Why is that? And why isn’t it terrible all the time? Well, there are many technical nuances of why the bar is so dangerous. I don’t know them all. But from a broad perspective, you have at the river’s mouth one of the world’s largest rivers, slamming into one of the world’s largest oceans. That’s a lot of water moving fast. A lot of force. And remember that a cubic meter of water weighs a ton.
So there is great turbulence when those two waterways meet, especially when the tide is about halfway through the cycle, when the tide is falling and the river is racing towards the sea at speeds of about seven knots or more in some places.
It was during one of these “max ebb” tidal times that this incident occurred.
Complex waters
Then you have the added turbulence on either side of the channel near the jetties, those areas outside the channel near Clatsop and Peacock spit on either side of the river entrance — they can get like dangerous washing machines of unpredictable turbulence under those conditions.
I don’t know where this boat was located when it capsized, but if it was outside the main channel in either of those areas, the turbulence could have just been too much for the boat to withstand or the people on it to control it.
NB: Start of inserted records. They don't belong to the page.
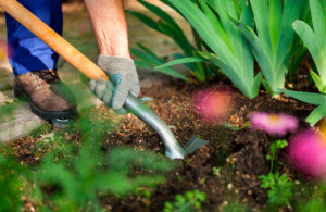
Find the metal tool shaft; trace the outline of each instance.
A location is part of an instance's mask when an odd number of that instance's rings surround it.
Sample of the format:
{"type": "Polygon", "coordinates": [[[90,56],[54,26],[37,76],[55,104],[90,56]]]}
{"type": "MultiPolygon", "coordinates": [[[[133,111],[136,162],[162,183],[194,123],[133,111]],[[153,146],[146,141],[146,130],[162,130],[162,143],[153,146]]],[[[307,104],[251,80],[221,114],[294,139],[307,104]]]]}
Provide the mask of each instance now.
{"type": "Polygon", "coordinates": [[[171,159],[185,158],[185,150],[180,147],[168,126],[159,115],[156,115],[131,93],[129,93],[124,108],[131,111],[137,117],[151,126],[160,135],[165,146],[166,157],[171,159]]]}

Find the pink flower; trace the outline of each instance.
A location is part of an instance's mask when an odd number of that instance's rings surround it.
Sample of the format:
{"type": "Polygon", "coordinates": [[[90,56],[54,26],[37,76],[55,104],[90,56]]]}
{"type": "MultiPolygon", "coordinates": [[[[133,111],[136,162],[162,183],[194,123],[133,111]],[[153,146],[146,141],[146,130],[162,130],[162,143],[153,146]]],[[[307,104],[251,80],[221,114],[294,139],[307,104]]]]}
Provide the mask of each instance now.
{"type": "Polygon", "coordinates": [[[251,126],[253,129],[261,129],[269,135],[285,136],[288,132],[293,133],[298,127],[298,119],[284,113],[256,112],[251,115],[251,126]]]}
{"type": "Polygon", "coordinates": [[[326,139],[312,129],[293,137],[289,144],[289,160],[306,176],[326,177],[326,139]]]}
{"type": "Polygon", "coordinates": [[[234,93],[226,87],[210,88],[196,93],[193,103],[197,112],[206,122],[220,122],[233,108],[234,93]]]}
And so it flipped, capsized.
At other times during the tidal cycle, like during slack water between tides or even on a rising or flood tide, as they call it, the river is often calmer and so is the bar. Knowledgeable mariners watch the tide tables and time their crossing for the calmest water possible. So it’s possible to cross the bar when the water is relatively calm. I’ve done it several times in boats. It’s a matter of timing.
So this accident happened during the max ebb period, the absolutely most dangerous and turbulent time to be on the river in the area of the bar. Once a person is in the water, the cold, 60 degree water survival becomes a challenge.
A tragedy
So I wanted to explain that briefly without much other comment. This is a tragedy for the people on board and for those who assisted them out there. My deep condolences to those who have lost loved ones and to those whose lives have been permanently altered by this tragedy. But a reminder to us all that our river is nothing to be trifled with, and your best protection is experience, knowledge and applying that knowledge in terms of timing, equipment and judgment to stack the deck in your favor when you were out on the mighty Columbia.
If you are in the wrong place at the wrong time, bad, irreversible things can happen even to those who are trained to handle it.
So if you are going out on the river in a boat, be aware that the experience demands something of you, that you watch the tides and the weather and that you learn before you go, that you pay attention, that you know what you are doing, or take someone with you who does and that you respect the river at all times.
I know I say it over and over, and there are always those who seem not to hear, but I will keep saying it. For as long as I can. And for as long as it needs to be said.